Part of the problem might be that fun has an incredible PR department. Everywhere you look, people seem to be having it, their social media exploits revealing all of the ways in which you are not. But upon closer inspection, this projected idea of fun starts to develop some cracks. When I look back at my earlier travels, I recognize that it was a time in my life when the highs were high but the lows were low. Sure, I had a blast seeking extremes, but I was also fleeing a general sense of ennui and looking for ways to fill a perceived lack. The bells and whistles of fun can be thrilling, but they also keep you chasing the next high, raising the fun threshold in what can become an increasingly discontented cycle (samsara, anyone?).

When I reached out to Buddhist scholar Andrew Olendzki, the director of the Mindfulness Studies program at Lesley University, to ask about the relationship between fun and Buddhism, he explained that in practice “the point is to fully experience the whole range of feeling tones with equanimity.” It is not to lean toward fun or joy or pleasure and away from boredom or sorrow or pain. “We can experience pleasure one moment and displeasure the next,” said Olendzki, “but we are presumably not favoring one over the other.”

In fact, it is by seeing this dissonance brought upon by our expectations of fun that we can begin to let go of our preconceptions and create space for a whole nuanced range of feeling tones. Part of the power of meditation practice is seeing the ways we set ourselves up to suffer precisely because of our skewed expectations. Expecting bliss, we are met with sore knees and that annoying construction din across the street. Yet the richness of our pained knees and these shrieking noises can also be engrossing elements for our experience if we are willing to notice them with equanimity, without trying to bypass what we characterize as the mundane so that we can get to the “important stuff.”

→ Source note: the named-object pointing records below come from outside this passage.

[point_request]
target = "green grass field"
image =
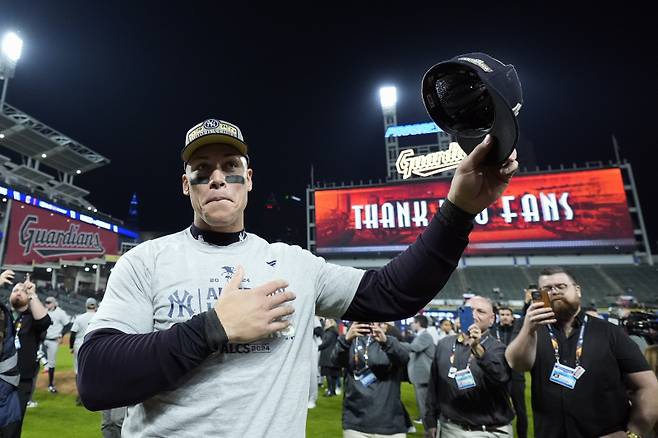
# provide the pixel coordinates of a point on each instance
(58, 416)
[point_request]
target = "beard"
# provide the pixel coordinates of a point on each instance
(17, 301)
(565, 310)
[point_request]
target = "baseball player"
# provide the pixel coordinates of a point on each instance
(208, 331)
(53, 338)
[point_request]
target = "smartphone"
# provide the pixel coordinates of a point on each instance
(541, 297)
(465, 318)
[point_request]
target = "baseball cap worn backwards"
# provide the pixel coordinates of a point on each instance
(213, 131)
(472, 95)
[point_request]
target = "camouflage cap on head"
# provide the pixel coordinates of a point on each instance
(213, 131)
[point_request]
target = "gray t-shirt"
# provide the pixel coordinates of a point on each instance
(59, 318)
(80, 328)
(247, 390)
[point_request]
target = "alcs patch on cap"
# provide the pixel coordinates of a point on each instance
(213, 131)
(472, 95)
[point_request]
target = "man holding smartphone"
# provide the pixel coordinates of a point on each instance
(588, 377)
(468, 389)
(374, 364)
(31, 320)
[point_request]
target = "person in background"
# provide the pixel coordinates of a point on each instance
(421, 353)
(31, 320)
(446, 328)
(373, 363)
(327, 368)
(588, 377)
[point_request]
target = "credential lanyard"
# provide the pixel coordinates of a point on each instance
(579, 345)
(470, 356)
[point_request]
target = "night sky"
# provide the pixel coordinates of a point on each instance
(129, 78)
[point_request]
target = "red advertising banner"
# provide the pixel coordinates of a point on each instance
(555, 212)
(36, 235)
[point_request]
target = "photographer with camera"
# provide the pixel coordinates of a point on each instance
(468, 392)
(588, 377)
(374, 363)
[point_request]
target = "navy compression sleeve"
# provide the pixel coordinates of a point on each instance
(412, 279)
(118, 369)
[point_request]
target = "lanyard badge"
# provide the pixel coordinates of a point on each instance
(561, 374)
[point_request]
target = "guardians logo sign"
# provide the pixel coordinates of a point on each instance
(48, 242)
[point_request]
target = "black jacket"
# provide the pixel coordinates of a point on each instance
(375, 408)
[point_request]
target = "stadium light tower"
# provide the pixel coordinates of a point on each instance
(388, 97)
(10, 53)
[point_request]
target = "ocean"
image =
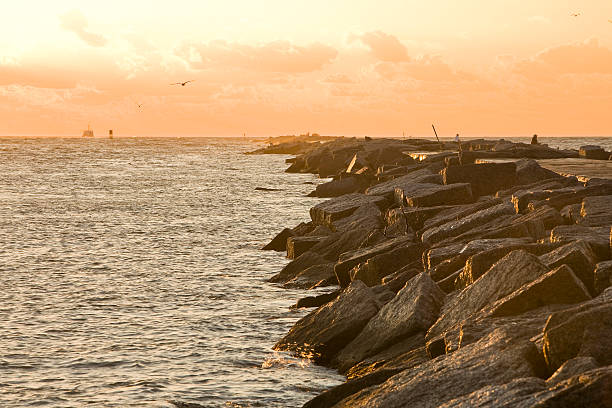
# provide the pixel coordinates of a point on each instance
(131, 274)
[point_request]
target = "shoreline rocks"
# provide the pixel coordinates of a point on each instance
(455, 283)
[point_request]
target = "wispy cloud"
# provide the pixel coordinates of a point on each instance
(76, 22)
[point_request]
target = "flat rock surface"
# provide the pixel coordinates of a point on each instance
(325, 331)
(412, 310)
(507, 275)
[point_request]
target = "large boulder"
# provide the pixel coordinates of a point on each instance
(528, 171)
(327, 212)
(349, 260)
(584, 331)
(459, 226)
(593, 152)
(325, 331)
(507, 275)
(404, 182)
(296, 246)
(500, 357)
(485, 178)
(597, 237)
(579, 256)
(559, 286)
(603, 276)
(279, 242)
(412, 310)
(460, 193)
(596, 211)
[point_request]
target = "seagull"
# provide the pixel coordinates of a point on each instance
(183, 83)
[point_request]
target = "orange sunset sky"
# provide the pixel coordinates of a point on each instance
(268, 67)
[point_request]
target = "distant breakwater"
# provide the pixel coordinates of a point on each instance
(460, 274)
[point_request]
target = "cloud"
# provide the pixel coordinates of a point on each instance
(384, 46)
(76, 22)
(581, 58)
(273, 57)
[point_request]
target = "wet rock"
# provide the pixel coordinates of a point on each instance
(514, 394)
(325, 331)
(299, 264)
(334, 395)
(435, 195)
(603, 276)
(572, 367)
(579, 256)
(328, 212)
(477, 264)
(528, 171)
(296, 246)
(279, 242)
(404, 182)
(507, 275)
(583, 332)
(316, 301)
(412, 310)
(457, 227)
(571, 213)
(341, 186)
(311, 276)
(373, 270)
(592, 388)
(593, 152)
(349, 260)
(397, 280)
(597, 237)
(559, 286)
(596, 211)
(485, 178)
(494, 360)
(395, 224)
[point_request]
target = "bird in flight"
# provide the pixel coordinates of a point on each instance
(183, 83)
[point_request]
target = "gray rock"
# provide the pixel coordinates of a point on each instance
(460, 193)
(349, 260)
(507, 275)
(597, 237)
(296, 246)
(279, 242)
(603, 276)
(596, 211)
(559, 286)
(572, 367)
(311, 276)
(579, 256)
(459, 226)
(327, 212)
(299, 264)
(485, 178)
(412, 310)
(593, 152)
(496, 359)
(583, 332)
(404, 182)
(325, 331)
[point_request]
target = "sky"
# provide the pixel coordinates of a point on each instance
(335, 67)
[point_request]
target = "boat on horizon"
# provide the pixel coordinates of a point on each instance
(88, 132)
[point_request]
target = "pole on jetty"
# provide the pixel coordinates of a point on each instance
(436, 133)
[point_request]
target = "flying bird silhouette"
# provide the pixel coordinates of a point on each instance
(183, 83)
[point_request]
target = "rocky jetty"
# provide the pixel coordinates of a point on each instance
(455, 283)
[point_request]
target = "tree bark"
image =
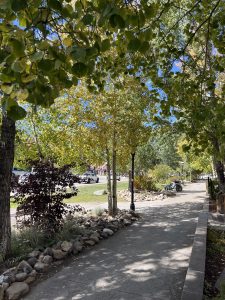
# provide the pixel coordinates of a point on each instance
(109, 185)
(219, 166)
(132, 205)
(7, 140)
(114, 185)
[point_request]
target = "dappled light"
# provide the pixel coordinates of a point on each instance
(145, 261)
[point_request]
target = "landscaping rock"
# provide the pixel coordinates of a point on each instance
(5, 285)
(10, 278)
(24, 267)
(77, 247)
(41, 256)
(10, 271)
(21, 276)
(108, 231)
(104, 235)
(16, 290)
(32, 261)
(47, 259)
(59, 254)
(34, 253)
(67, 246)
(89, 243)
(48, 251)
(40, 267)
(32, 277)
(95, 238)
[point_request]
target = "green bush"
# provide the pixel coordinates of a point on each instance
(143, 182)
(69, 230)
(161, 173)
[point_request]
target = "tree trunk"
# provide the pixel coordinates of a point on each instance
(7, 140)
(109, 185)
(219, 166)
(132, 206)
(114, 184)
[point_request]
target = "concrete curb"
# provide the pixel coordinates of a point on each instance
(194, 281)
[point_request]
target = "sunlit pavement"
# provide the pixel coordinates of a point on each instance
(148, 260)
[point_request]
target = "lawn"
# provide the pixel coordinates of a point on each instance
(86, 193)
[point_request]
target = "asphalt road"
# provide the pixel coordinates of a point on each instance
(147, 261)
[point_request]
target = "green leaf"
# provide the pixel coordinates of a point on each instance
(78, 54)
(46, 65)
(88, 19)
(6, 88)
(92, 52)
(79, 69)
(43, 45)
(18, 67)
(18, 47)
(6, 78)
(134, 45)
(18, 5)
(22, 94)
(37, 56)
(105, 45)
(117, 21)
(144, 47)
(28, 78)
(16, 112)
(55, 4)
(5, 4)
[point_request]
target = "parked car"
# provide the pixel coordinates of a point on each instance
(117, 177)
(89, 177)
(18, 172)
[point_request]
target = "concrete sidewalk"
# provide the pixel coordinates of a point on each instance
(148, 260)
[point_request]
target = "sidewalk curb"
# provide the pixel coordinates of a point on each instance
(194, 281)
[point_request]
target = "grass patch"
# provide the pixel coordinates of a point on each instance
(86, 193)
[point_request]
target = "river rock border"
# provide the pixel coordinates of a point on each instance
(14, 282)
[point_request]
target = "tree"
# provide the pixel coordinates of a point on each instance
(48, 45)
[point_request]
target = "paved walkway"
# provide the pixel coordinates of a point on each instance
(147, 261)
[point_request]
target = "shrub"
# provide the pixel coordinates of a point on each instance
(161, 173)
(143, 182)
(40, 196)
(69, 230)
(98, 211)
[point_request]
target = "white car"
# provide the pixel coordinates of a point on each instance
(89, 177)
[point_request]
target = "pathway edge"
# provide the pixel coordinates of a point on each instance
(194, 281)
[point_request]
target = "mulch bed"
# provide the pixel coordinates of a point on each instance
(215, 258)
(215, 264)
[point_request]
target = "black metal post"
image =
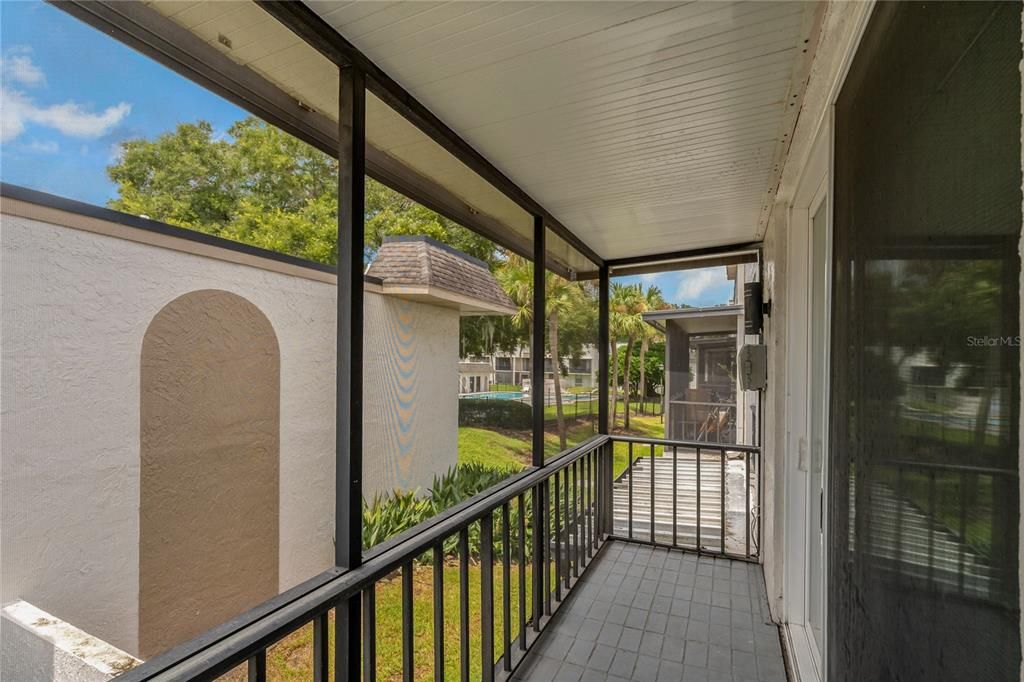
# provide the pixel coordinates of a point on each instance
(537, 343)
(537, 394)
(348, 369)
(602, 344)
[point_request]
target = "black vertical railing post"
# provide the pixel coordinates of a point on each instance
(568, 527)
(464, 605)
(629, 468)
(257, 667)
(697, 461)
(370, 633)
(522, 572)
(408, 643)
(348, 369)
(322, 649)
(747, 503)
(722, 502)
(537, 394)
(506, 589)
(538, 548)
(558, 538)
(602, 344)
(652, 492)
(439, 611)
(487, 598)
(577, 507)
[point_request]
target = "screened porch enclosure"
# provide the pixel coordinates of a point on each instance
(421, 457)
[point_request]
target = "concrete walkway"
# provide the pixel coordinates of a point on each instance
(651, 614)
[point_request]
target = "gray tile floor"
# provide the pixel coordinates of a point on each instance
(653, 614)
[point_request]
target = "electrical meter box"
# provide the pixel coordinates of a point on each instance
(752, 365)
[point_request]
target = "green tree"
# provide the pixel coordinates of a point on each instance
(653, 300)
(626, 306)
(261, 186)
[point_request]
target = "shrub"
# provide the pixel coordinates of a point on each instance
(496, 414)
(387, 515)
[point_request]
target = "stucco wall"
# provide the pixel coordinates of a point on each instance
(841, 27)
(75, 307)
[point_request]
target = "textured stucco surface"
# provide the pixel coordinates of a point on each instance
(209, 482)
(840, 31)
(75, 307)
(37, 647)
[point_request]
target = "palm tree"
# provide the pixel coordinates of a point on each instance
(516, 278)
(653, 301)
(626, 310)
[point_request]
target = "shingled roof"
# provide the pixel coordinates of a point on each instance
(420, 268)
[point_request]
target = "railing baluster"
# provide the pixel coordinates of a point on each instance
(506, 590)
(407, 623)
(522, 572)
(487, 598)
(931, 525)
(558, 541)
(963, 529)
(592, 496)
(568, 529)
(576, 519)
(629, 467)
(439, 611)
(652, 538)
(747, 504)
(722, 501)
(464, 604)
(585, 465)
(699, 539)
(546, 545)
(321, 648)
(675, 497)
(257, 667)
(370, 631)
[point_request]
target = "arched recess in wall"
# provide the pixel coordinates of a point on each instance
(209, 466)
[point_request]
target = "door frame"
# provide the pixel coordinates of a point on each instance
(813, 187)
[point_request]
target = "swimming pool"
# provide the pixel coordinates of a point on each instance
(495, 395)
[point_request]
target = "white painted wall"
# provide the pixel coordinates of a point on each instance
(36, 646)
(75, 307)
(841, 28)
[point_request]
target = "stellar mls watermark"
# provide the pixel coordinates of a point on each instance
(992, 341)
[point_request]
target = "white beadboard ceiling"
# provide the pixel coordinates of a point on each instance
(644, 127)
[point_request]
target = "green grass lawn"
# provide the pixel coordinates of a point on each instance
(291, 658)
(494, 449)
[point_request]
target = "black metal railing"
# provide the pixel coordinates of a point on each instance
(698, 496)
(552, 520)
(935, 524)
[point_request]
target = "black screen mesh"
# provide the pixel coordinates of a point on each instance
(924, 494)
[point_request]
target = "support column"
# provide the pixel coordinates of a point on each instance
(602, 344)
(537, 398)
(348, 406)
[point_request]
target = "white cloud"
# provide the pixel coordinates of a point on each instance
(16, 66)
(696, 283)
(70, 118)
(46, 146)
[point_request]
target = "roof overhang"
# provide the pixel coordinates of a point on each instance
(466, 305)
(629, 128)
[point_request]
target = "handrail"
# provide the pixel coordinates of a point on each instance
(687, 443)
(259, 629)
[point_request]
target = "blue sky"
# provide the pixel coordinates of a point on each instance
(708, 286)
(70, 94)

In parenting and in practice, we get to exchange “fun” for something that may be deeper, more challenging, and more lasting. We get to step away from the claustrophobic environment of our domains and desires and see anew. We get to expand our horizons beyond our own self-image, loosening the holds of the ego and tending to a wider web of beings with care and compassion. On retreat, I have had memorable highs and lows, but one of the most salient lessons may be that there is no need to identify with any of them. In Austin, the day after the exorcism, as my daughter slept off her illness, I meditated on a cushion beside her, grateful for the respite. Fun is fleeting, but there may be nothing more strangely enduring than sitting vigil next to your recovering child as they get the rest that they need. In the end, the trip was hard but good.